Gustave Doré, Master of Imagination makes a very effective use of multimedia. Three computers permit visitors to page through digital simulacra of books illustrated by Doré, and two projectors convincingly demonstrate Doré's major influence on cinematic presentations of the Bible and the nineteenth-century city, first showing an illustration and then following it by several short film clips ranging from early-twentieth-century cinema to Cecil B. DeMille. In addition to this extremely effective use of projected moving images, the exhibition also includes a documentary presentation of Doré specialists discussing the artist's life and works. Although elegantly filmed and often interesting, the length of the documentary probably would work better on educational television than in an exhibition: most visitors I observed spent a few minutes watching it and then left to look at the paintings and sculpture.

The catalogue

cover of catalogue

The catalogue of which Philippe Kaenel is both editor and principal contributor serves as an excellent record of the exhibition, placing Doré's work in several necessary contexts. It begins with Kaenel's biography of Doré and a brief commentary on The Street Performers (or The Victim), after which comes David Kunzle's “Caricature and Comic Strip: in and around the Journal pour Rire, 1848-1854.” Then, after several pages of Rabelais illustrations, we have Kaenel's “Imagining Literature,” which is followed by two groupings of plates — eight in a section entitled “Fairy Tales” and nine from Don Quixote. Kaenel's essay, “Spain and London: Visions of Europe,” precedes the first of several one-page commentaries, this one by David Stilton entitled “A Vision of London,” after which come six pages of plates from “London a Pilgrimage” followed by Bertrand Tillier's “The Stylization of History,” which discusses Doré's work on the Crimean and Franco-Prussian Wars. Next, Côme Fabre provides a coda with his brief discussion of The Enigma. Kaenel's essay on Doré's religious painting and illustration — “Preacher Painter: Art, Devotion, and Spectacle” — has two codas, Valérie Sueur-Hermel's “The Neophyte” and Isabelle Saint-Martin's “The Holy Bible” — that are appropriately followed by half a dozen plates from the Doré Bible and eight fron Dante's Inferno. Kaenel's “Landscapes: ‘With his fingers and his imagination’” takes us in another direction, one quite unexpected to those who know only Doré the illustrator; Baldine Saint Girons here provides the coda-essay, “Lake in Scotland after a Storm.” Éduard Capet's “Doré, Sculptor” offers a valuable discussion of its subject, though one that seems absolutely unaware of British sculpture. Paul Lang here provides the coda with a fascinating discussion of Doré's bizarre, wonderful giant bronze vase. Six plates from Paradise Lost then precede Eric Zafran's “Doré in America” and Anna Markova's “Doré in Russia.” This massive catalogue closes with Valentine Robert's “Cinema and the Work of Doré,” an interview with Phillipe Druillet and appendices containing “A Short Biography,” “List of Works,” “Selected List of Illustrations by Gustave Doré,” “List of Exhibitions,” “Selected Bibliography,” and an index of names. Whew.

Where do we go next?

Despite the fact that Doré not only worked in England but directed much of his work at English (and American) audiences, the authors of the various essays, who concentrate on how Doré influenced others, show surprisingly little interest in obvious points of influence upon him.

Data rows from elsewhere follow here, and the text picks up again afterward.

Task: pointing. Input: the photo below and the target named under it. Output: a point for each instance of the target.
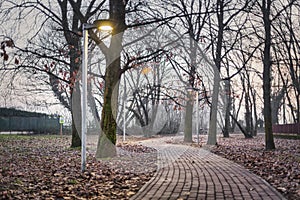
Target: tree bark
(107, 139)
(188, 120)
(269, 139)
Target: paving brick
(186, 172)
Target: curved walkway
(186, 172)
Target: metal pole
(124, 113)
(197, 117)
(84, 98)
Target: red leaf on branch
(17, 61)
(5, 57)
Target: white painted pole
(197, 117)
(84, 98)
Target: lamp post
(197, 111)
(104, 25)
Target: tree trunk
(107, 139)
(227, 109)
(188, 123)
(76, 116)
(212, 132)
(269, 139)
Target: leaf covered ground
(44, 167)
(280, 167)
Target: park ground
(44, 167)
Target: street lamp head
(104, 24)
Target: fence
(12, 120)
(287, 128)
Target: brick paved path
(186, 172)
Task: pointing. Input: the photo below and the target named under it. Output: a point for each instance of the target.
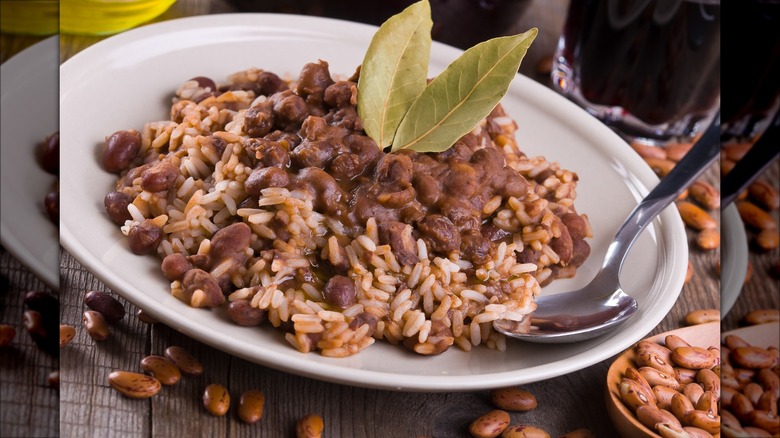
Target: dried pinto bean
(513, 399)
(250, 406)
(53, 379)
(96, 325)
(184, 360)
(524, 431)
(489, 425)
(108, 306)
(650, 415)
(634, 395)
(768, 240)
(708, 239)
(134, 385)
(216, 399)
(162, 369)
(693, 357)
(67, 333)
(7, 334)
(310, 426)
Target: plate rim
(351, 376)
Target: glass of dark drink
(751, 88)
(650, 69)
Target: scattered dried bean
(99, 301)
(513, 399)
(708, 239)
(7, 334)
(184, 360)
(524, 431)
(768, 240)
(310, 426)
(489, 425)
(161, 368)
(134, 385)
(250, 406)
(67, 333)
(96, 325)
(216, 399)
(54, 379)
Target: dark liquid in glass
(751, 91)
(657, 59)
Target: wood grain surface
(88, 407)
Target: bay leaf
(394, 71)
(463, 94)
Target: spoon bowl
(602, 304)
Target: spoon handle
(684, 173)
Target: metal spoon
(602, 305)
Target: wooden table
(88, 407)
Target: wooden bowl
(627, 425)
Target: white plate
(734, 258)
(128, 80)
(29, 85)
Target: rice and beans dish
(265, 195)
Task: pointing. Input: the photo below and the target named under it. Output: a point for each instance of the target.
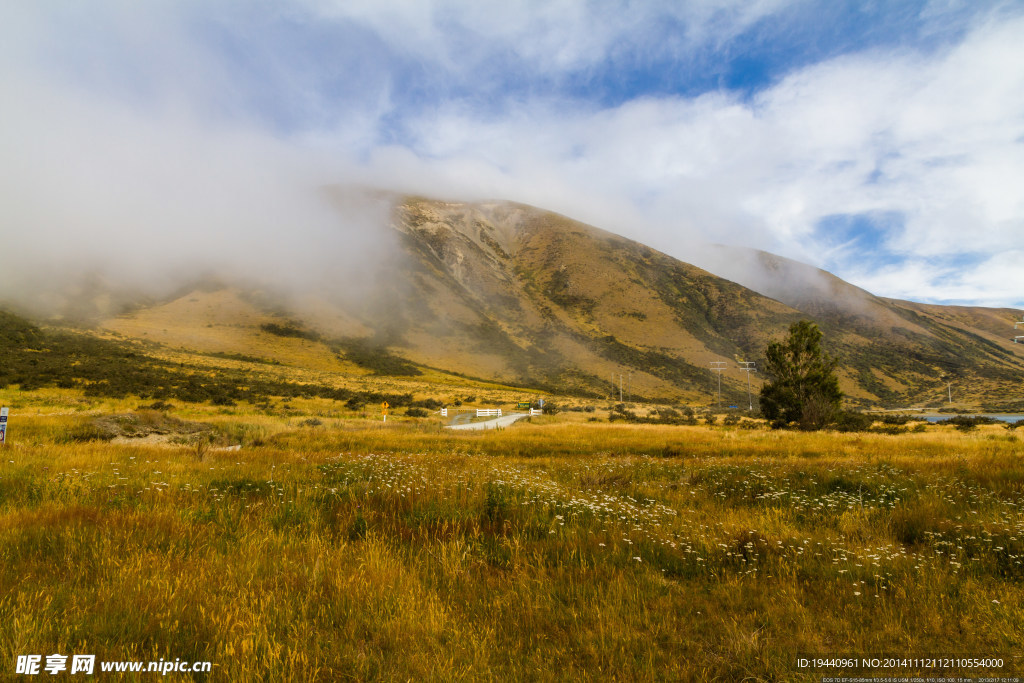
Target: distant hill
(513, 294)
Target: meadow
(333, 547)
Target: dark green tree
(803, 388)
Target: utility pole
(719, 366)
(749, 366)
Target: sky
(883, 141)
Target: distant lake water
(997, 416)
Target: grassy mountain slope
(509, 294)
(899, 352)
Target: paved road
(503, 421)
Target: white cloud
(132, 128)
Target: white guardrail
(493, 412)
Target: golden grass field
(555, 550)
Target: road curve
(503, 421)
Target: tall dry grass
(546, 551)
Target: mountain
(898, 351)
(510, 293)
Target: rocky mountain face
(511, 293)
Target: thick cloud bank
(142, 142)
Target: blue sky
(881, 140)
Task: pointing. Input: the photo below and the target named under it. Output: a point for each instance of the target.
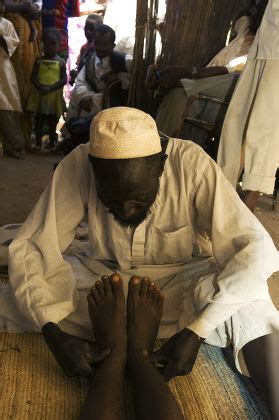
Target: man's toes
(144, 286)
(117, 284)
(100, 287)
(134, 285)
(150, 290)
(156, 294)
(90, 300)
(160, 301)
(95, 295)
(107, 285)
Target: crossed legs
(130, 346)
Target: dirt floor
(22, 182)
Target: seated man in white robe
(217, 80)
(156, 208)
(250, 136)
(10, 106)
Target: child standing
(10, 107)
(48, 78)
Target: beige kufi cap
(123, 133)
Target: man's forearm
(15, 7)
(211, 71)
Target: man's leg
(52, 124)
(261, 358)
(13, 140)
(105, 399)
(153, 399)
(39, 120)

The Giant Antaeus [Click on the image to enlarge it.]

The Giant Antaeus, Doré's illustration of the Inferno's canto 31, seems obviously dependent upon William Blake's Nebuchadnezzar, Isaac Newton, or The Ancient of Days, while the composition of The House of Caiaphas has much in common with that of Holman Hunt's The Finding of the Saviour in the Temple (1860). Similarly, Doré's wonderful Scottish landscapes seem very close to works by Alfred Breanski, David Farquharson, and other Scottish artists as well as those by the German-American Albert Bierstadt. Looking at a work in a different key, one wonders to what extent the trees at the left of The Art Institute of Chicago's Scottish Landscape (1873) — no. 195 in the exhibition — derive from trees in landscapes by Turner or Lear.

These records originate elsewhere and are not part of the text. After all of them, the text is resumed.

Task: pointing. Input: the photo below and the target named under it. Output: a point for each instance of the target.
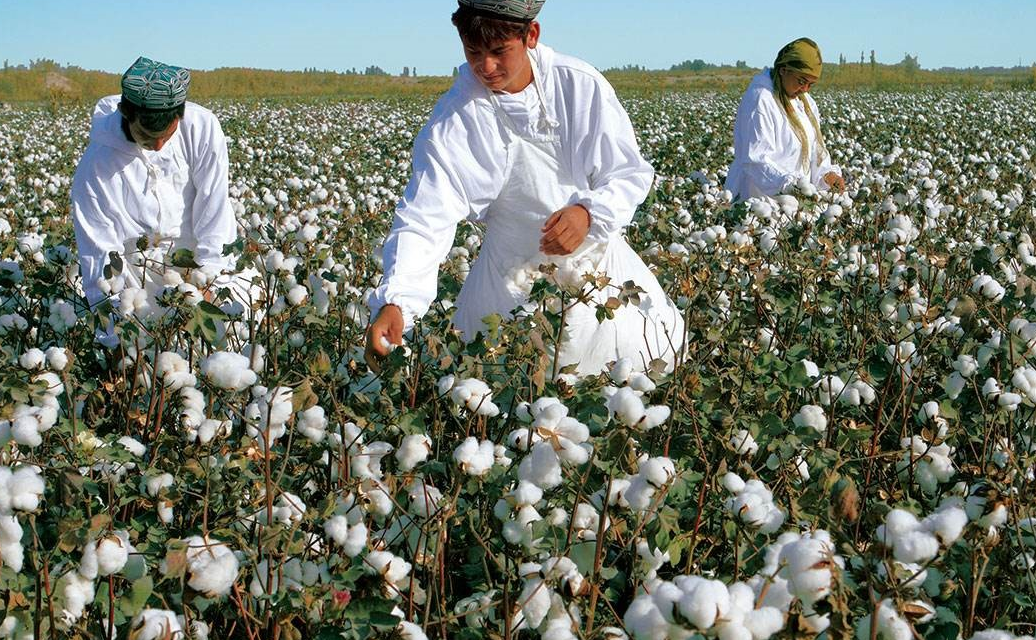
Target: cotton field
(845, 449)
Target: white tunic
(176, 196)
(460, 164)
(766, 149)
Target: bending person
(536, 145)
(777, 139)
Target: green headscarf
(802, 55)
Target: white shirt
(766, 149)
(178, 195)
(460, 157)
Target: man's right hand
(384, 332)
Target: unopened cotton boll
(744, 443)
(312, 424)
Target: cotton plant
(469, 394)
(752, 502)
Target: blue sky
(655, 33)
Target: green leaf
(183, 258)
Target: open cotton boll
(11, 553)
(21, 489)
(702, 601)
(57, 358)
(312, 424)
(155, 624)
(621, 371)
(32, 359)
(392, 568)
(156, 483)
(77, 591)
(212, 566)
(352, 537)
(644, 620)
(541, 466)
(811, 416)
(412, 451)
(886, 623)
(228, 371)
(476, 458)
(174, 371)
(112, 553)
(626, 405)
(535, 603)
(997, 634)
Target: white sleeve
(212, 217)
(435, 200)
(95, 235)
(756, 142)
(604, 146)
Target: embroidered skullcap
(153, 85)
(511, 10)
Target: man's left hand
(835, 181)
(565, 230)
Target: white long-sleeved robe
(459, 163)
(766, 149)
(121, 192)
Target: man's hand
(835, 181)
(386, 330)
(565, 231)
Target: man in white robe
(537, 145)
(155, 168)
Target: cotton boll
(228, 371)
(11, 553)
(476, 458)
(413, 451)
(155, 624)
(32, 359)
(890, 626)
(156, 483)
(211, 564)
(703, 601)
(57, 358)
(112, 552)
(77, 592)
(811, 416)
(312, 424)
(541, 466)
(744, 443)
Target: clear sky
(109, 34)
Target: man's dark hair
(153, 120)
(480, 30)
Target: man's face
(796, 83)
(151, 140)
(504, 65)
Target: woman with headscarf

Doré, as this fine exhibition demonstrates, had so many different styles and worked in so many different genres and mediums that one wants to see what he took and what he rejected from contemporary art outside France. Certainly, all these similarities, like the question of Doré's relation to British illustration, deserves another exhibition or two. Philippe Kaenel and his fellow contributors have whetted our appetites with this wonderful show, and we want more.

Bibliography

Kaenel, Philippe. Gustave Doré, Master of Imagination. Paris: Musée d'Orsay; Ottawa: National Gallery of Canada, 2014.